# Leroy Merlin Kitchens



## fhanrah (Feb 16, 2017)

We are replacing our kitchen in our apartment. Has anyone used Leroy Merlin to replace their kitchen and have you been happy with the quality of the kitchen and happy with the quality of the workmanship.


----------



## Alcalaina (Aug 6, 2010)

We have used them three times; once for a bathroom (complete refit), once for a kitchen worktop plus double sink, and once to install air-conditioning. 

The first stage is that someone comes round and gives you a quote, so you need to do a good spec first. Then you decide whether to accept or not. I think they now charge a fee for this even if you don't accept. You have to buy all the materials from them, and they hire local builders to do the work.

It was all pretty efficient and everyone turned up when they said they would. We got a 15% discount on all the materials for the bathroom, and the contractors were brilliant. They checked everything with us even to the height of the toilet roll holder, cleaned everything up afterwards and took all the rubbish away.

The kitchen worktop (a year later) was somewhat less successful; they sent different pair of workers, who botched the work and didn't tell us till the end, and there was a dent in the sink unit so they had to come back and replace it.

The air con installation (last year) was done extremely efficiently using a reputable local firm. I don't know if we'd have saved money by hiring them directly - probably, but it's water under the bridge now. The units were on sale price as it was the end of the summer so it seemed like good value.

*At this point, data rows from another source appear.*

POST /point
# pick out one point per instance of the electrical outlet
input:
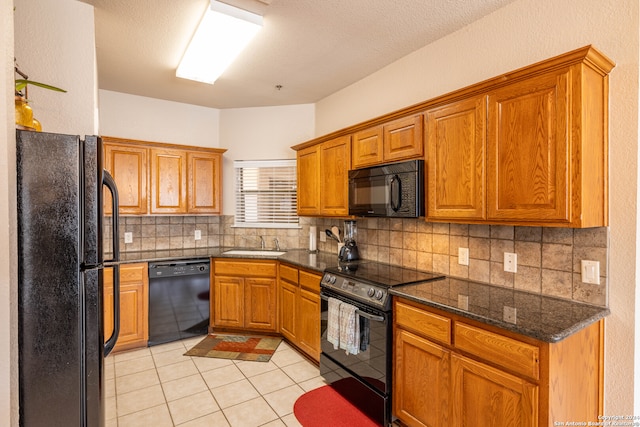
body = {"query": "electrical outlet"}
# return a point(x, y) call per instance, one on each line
point(509, 314)
point(510, 262)
point(463, 302)
point(463, 256)
point(590, 272)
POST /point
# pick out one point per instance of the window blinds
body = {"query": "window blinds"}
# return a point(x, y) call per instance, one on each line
point(266, 193)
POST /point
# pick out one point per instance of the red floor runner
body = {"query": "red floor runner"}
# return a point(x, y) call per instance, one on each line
point(324, 407)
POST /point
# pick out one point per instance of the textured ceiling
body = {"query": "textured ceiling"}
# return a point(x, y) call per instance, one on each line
point(311, 48)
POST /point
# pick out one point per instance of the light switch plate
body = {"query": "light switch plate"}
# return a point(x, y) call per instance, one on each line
point(463, 302)
point(510, 262)
point(463, 256)
point(509, 314)
point(590, 271)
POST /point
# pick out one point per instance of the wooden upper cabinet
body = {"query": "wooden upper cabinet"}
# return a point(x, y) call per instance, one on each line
point(400, 139)
point(168, 181)
point(366, 148)
point(128, 166)
point(548, 149)
point(403, 139)
point(335, 158)
point(323, 187)
point(204, 183)
point(529, 161)
point(161, 178)
point(308, 170)
point(456, 137)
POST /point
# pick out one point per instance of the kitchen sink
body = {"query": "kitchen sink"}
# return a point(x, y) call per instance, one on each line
point(253, 252)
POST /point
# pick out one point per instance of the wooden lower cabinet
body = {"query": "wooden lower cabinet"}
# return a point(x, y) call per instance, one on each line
point(486, 396)
point(453, 371)
point(244, 295)
point(299, 296)
point(421, 391)
point(134, 306)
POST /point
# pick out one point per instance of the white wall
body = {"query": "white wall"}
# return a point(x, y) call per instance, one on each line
point(259, 134)
point(54, 44)
point(8, 270)
point(522, 33)
point(149, 119)
point(247, 133)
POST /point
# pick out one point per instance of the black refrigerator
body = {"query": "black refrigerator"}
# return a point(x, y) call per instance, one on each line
point(60, 269)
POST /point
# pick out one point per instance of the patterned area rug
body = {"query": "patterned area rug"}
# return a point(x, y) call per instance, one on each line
point(236, 347)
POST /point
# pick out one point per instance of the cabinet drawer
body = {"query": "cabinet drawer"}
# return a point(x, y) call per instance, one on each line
point(132, 273)
point(289, 274)
point(310, 281)
point(512, 354)
point(426, 324)
point(245, 268)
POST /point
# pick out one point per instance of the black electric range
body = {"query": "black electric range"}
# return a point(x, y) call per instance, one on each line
point(369, 282)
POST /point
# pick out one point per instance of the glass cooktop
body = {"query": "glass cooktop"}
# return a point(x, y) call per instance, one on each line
point(382, 274)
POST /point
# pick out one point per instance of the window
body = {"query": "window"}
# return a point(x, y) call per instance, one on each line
point(266, 193)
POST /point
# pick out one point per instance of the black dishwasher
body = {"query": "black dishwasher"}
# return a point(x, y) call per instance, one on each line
point(178, 300)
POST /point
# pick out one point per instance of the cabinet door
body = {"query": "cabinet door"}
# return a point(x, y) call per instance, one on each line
point(134, 311)
point(128, 166)
point(528, 150)
point(308, 323)
point(456, 160)
point(421, 381)
point(308, 170)
point(228, 294)
point(168, 181)
point(485, 396)
point(366, 148)
point(260, 304)
point(403, 139)
point(288, 319)
point(335, 159)
point(204, 189)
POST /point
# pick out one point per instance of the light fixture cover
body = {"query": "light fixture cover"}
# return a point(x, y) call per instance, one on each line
point(222, 34)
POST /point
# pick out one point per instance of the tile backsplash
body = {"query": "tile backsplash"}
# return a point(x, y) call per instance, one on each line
point(548, 259)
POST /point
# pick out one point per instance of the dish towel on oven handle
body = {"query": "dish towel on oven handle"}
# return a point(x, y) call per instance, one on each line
point(333, 322)
point(349, 328)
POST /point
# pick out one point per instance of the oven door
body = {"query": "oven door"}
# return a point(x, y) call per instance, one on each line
point(372, 364)
point(364, 379)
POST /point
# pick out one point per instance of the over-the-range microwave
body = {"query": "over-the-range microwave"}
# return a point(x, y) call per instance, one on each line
point(390, 190)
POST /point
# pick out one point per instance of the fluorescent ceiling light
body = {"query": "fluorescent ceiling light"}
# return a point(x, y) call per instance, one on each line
point(222, 34)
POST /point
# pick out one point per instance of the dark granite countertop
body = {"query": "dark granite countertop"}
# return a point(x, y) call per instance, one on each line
point(298, 257)
point(537, 316)
point(541, 317)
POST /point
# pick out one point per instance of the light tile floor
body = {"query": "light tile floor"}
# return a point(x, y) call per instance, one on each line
point(159, 386)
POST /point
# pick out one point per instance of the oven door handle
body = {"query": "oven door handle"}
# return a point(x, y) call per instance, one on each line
point(364, 314)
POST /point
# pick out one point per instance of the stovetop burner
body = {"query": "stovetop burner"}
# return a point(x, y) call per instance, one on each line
point(369, 282)
point(384, 275)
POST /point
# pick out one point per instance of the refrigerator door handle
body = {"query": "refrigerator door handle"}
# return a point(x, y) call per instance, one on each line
point(111, 342)
point(110, 183)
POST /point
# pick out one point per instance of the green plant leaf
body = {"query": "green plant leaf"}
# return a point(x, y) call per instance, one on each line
point(22, 83)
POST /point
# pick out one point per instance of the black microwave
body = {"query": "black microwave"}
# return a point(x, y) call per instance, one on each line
point(390, 190)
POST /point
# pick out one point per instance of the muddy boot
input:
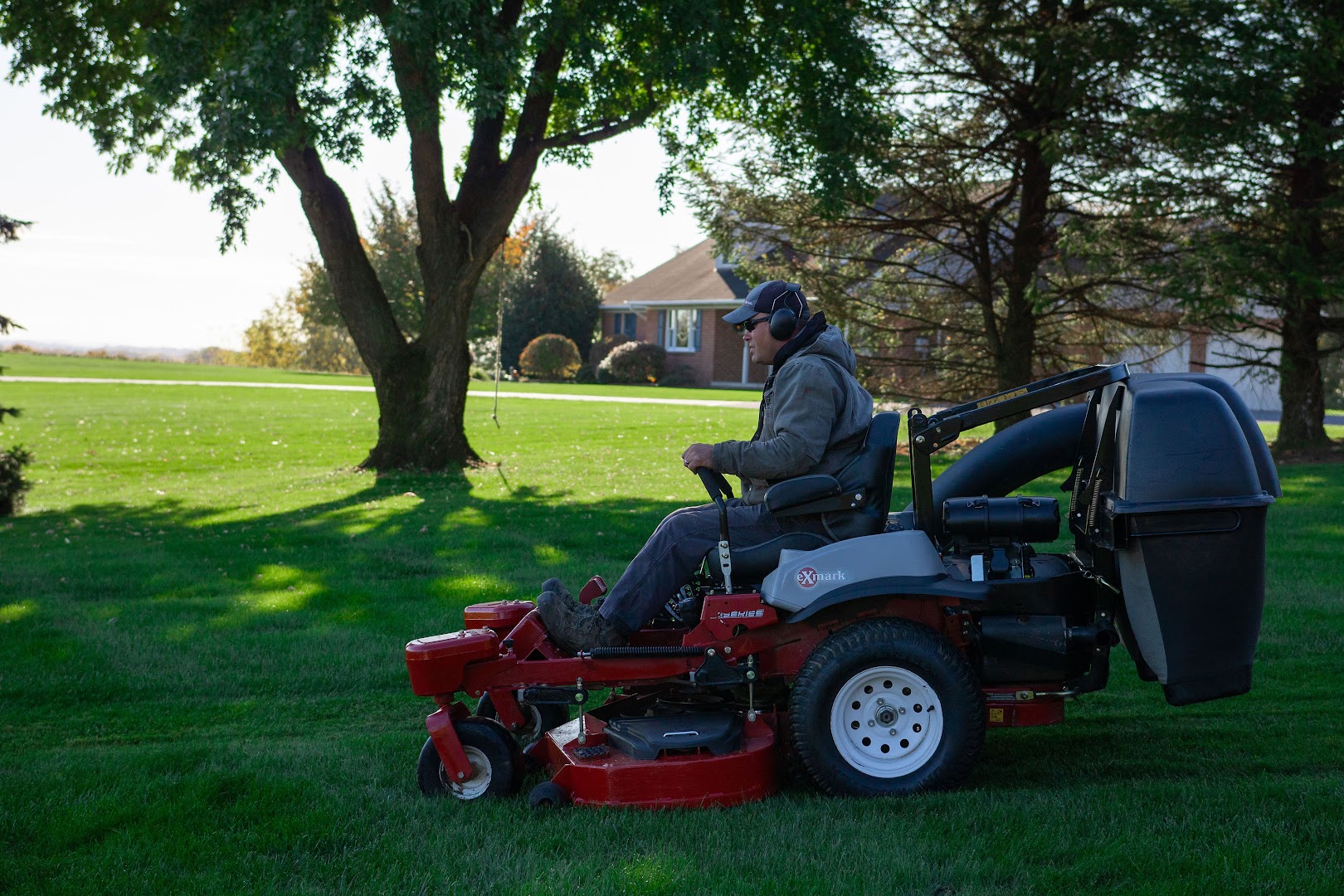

The service is expensive compared to hiring tradesmen direct, but the advantage is that you have LM's customer service and guarantee if anything goes wrong. It's pot luck who you get for the work though. 

Hope that helps!


----------



## growurown (Sep 3, 2018)

If you have a *Bauhaus* near you I would also look at them as I think their products are much better.


----------



## Pesky Wesky (May 10, 2009)

Alcalaina said:


> We have used them three times; once for a bathroom (complete refit), once for a kitchen worktop plus double sink, and once to install air-conditioning.
> 
> The first stage is that someone comes round and gives you a quote, so you need to do a good spec first. Then you decide whether to accept or not. I think they now charge a fee for this even if you don't accept. You have to buy all the materials from them, and they hire local builders to do the work.
> 
> ...


We went with Ikea because it was a third of the price of competitors, has a 25 yr guarantee and a lot of choice. We did go to LM and were not impressed with the service, can't remember price wise, but I am pretty sure it was more expensive (about 8 years ago)


----------